If that attitude catches on with other shipping companies, kites may catch on as way to save both money and the environment (like hybrid cars are making it big in the automotive industry). The company making the kites certainly hopes that becomes the case.

“If fuel prices keep rising, innovations like the kite powered ‘Beluga SkySails’ could also pay off. German-based Beluga Shipping has already ordered two more vessels and Wrage’s company has a total of five orders in hand. If the maiden voyage is a success, inventor and chief executive Wrage hopes to double the size of its kites to 320 square meters, and expand them again to 600 square meters in 2009. The company hopes to fit 1,500 ships by 2015.”

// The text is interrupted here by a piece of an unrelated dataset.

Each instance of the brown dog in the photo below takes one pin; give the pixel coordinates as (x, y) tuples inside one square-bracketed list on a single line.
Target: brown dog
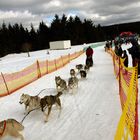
[(49, 101), (11, 127)]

Although designs for solid sails (more like vertical wings) have been around for a few years, the advantage of kites over those designs is that they don’t take up valuable deck space needed for cargo. The world’s oceans will continue to be it most important highways, with 90 percent of the world’s bulk cargoes continue to move via the sea lanes. Making them efficient and environmentally friendly will remain important whatever the price of crude oil. If transit speeds slow, other efficiencies need to be found. Enterra Solutions® is beginning work on an idea for creating a Trusted Supply Chain aimed at making the flow of goods more efficient. Keeping goods flowing over the oceans is an important part of the success of globalization.